Толпа заревела от гнева, но тут же все стихло, когда поднялся второй.
– Я также решаю в пользу Антонида, – сказал он, и его голос утонул в реве возмущенной толпы.
У Юлия закружилась голова.
Трибун встал и посмотрел на толпу, на бронзовые щиты с изображением Мария, потом перевел взгляд на Юлия:
– Как трибун, я имею право наложить вето на решения моих коллег. Мне не так легко это сделать, и я очень внимательно изучил все аргументы за и против. – Он сделал паузу, чтобы еще больше подчеркнуть важность момента. – Сегодня я объявляю вето. Решение суда – в пользу Цезаря, – возвестил трибун.
Толпа обезумела от восторга, и имя Мария зазвучало с новой силой.
Юлий обмяк на своем стуле, вытирая со лба пот.
– Все отлично, парень, – улыбнулся ему Квинт. – Здесь много людей, которые теперь будут знать твое имя, словно ты занимаешь высокий пост… Мне доставила удовольствие твоя идея со щитами. Показуха, конечно, но людям понравилось. Прими мои поздравления.
Цезарь медленно выдохнул, все еще чувствуя головокружение: он только что был в непосредственной близости от катастрофы.
Когда Юлий пересекал Форум, чтобы подойти к тому месту, где сидел Антонид, у него дрожали ноги.

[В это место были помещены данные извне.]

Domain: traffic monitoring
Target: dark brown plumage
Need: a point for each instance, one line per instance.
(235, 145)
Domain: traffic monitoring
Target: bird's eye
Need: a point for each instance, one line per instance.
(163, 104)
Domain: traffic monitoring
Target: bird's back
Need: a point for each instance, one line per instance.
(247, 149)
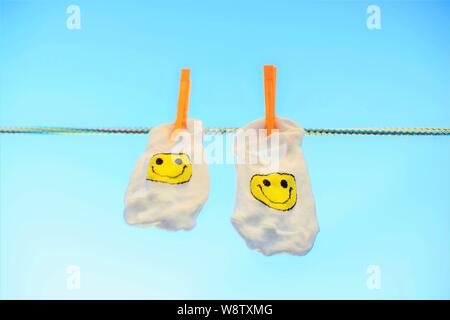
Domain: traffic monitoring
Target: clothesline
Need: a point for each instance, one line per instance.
(231, 130)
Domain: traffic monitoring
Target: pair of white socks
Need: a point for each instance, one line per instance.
(274, 209)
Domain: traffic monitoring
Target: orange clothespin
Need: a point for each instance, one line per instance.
(183, 99)
(270, 79)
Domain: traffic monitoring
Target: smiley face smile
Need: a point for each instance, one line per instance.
(172, 168)
(276, 190)
(276, 202)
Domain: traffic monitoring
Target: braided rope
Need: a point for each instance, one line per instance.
(225, 131)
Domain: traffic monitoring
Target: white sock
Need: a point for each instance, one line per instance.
(274, 209)
(170, 183)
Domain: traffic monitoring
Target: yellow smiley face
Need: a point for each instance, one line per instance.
(173, 168)
(276, 190)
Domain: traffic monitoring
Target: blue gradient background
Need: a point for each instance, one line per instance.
(380, 200)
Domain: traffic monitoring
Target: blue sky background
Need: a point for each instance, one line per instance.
(380, 200)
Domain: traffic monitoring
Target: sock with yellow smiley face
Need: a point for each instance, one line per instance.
(274, 209)
(170, 183)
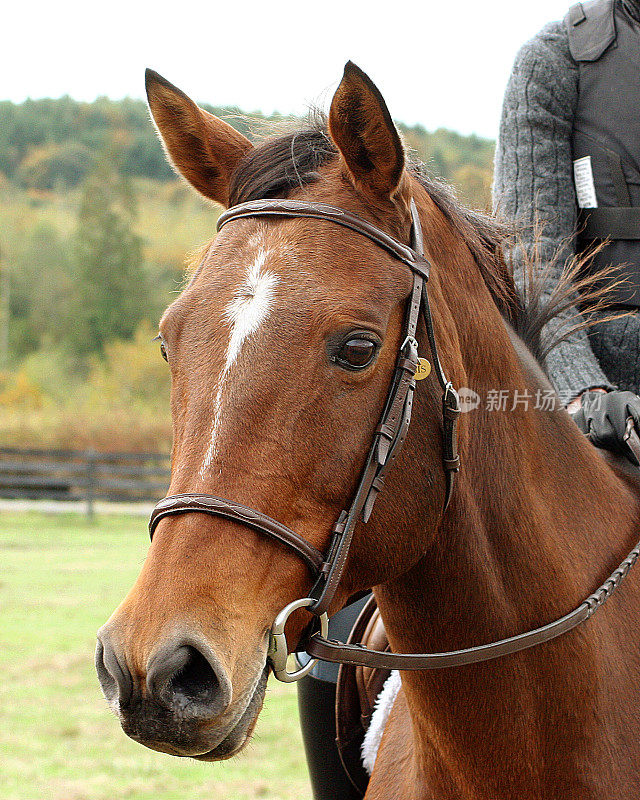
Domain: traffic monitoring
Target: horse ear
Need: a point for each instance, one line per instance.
(362, 129)
(201, 147)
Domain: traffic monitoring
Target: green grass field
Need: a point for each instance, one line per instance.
(60, 579)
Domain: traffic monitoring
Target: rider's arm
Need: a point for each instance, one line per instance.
(534, 186)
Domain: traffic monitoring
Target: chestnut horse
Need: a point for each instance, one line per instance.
(281, 350)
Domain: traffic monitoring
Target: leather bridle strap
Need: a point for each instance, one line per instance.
(217, 507)
(414, 259)
(340, 653)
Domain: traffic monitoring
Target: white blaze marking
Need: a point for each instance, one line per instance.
(251, 305)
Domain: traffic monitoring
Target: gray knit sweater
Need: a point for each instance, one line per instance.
(534, 184)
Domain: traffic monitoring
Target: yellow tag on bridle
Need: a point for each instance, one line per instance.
(423, 369)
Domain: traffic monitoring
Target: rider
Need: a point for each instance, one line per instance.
(568, 158)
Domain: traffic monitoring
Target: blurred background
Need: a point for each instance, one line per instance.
(95, 233)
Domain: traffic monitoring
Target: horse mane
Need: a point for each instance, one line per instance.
(289, 161)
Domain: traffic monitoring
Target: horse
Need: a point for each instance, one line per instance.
(281, 349)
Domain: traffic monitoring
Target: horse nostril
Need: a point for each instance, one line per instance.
(113, 674)
(184, 678)
(195, 681)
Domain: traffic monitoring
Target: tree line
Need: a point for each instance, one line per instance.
(50, 144)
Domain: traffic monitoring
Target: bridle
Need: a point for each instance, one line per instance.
(388, 438)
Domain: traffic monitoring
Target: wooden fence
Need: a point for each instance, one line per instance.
(82, 475)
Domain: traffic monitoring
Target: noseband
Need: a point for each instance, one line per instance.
(387, 441)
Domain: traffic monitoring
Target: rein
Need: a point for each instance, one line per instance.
(387, 440)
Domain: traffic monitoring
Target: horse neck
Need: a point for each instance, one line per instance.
(537, 521)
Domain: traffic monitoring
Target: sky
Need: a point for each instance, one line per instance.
(440, 64)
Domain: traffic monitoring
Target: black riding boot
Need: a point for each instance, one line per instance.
(317, 705)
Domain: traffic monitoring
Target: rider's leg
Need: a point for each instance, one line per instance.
(316, 701)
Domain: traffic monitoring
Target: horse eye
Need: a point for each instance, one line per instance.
(357, 353)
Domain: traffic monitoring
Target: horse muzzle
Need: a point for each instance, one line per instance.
(183, 703)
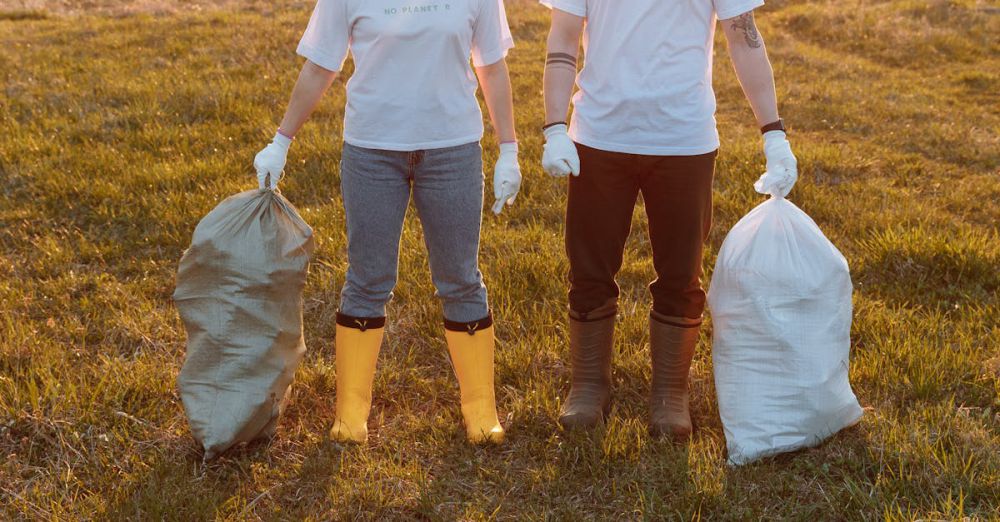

Достаточно громко, чтобы его слышали судьи и толпа, он сказал, грубо схватив «пса Суллы» за тогу:
– Я требую у тебя мои тридцать тысяч сестерциев!
Тот застыл на месте от бессильной ярости, разыскивая глазами Катона. Юлий тоже повернулся, не разжимая руки. Он видел, как Катон встретился с советником взглядом и медленно покачал головой. Антонид казался ошеломленным неожиданным поворотом событий.
– У меня нет денег, – пробормотал он.
Подошел Руфий:
– Обычно на выплату такого большого долга дается тридцать дней.
Юлий холодно улыбнулся:
– Нет, я получу деньги сейчас, или должник будет связан и продан как раб.
Антонид яростно пытался освободиться, но ему никак не удавалось разорвать хватку Цезаря.
– Катон, ты не можешь им позволить увести меня!.. – закричал он, когда сенатор повернулся к нему спиной, собираясь покинуть Форум.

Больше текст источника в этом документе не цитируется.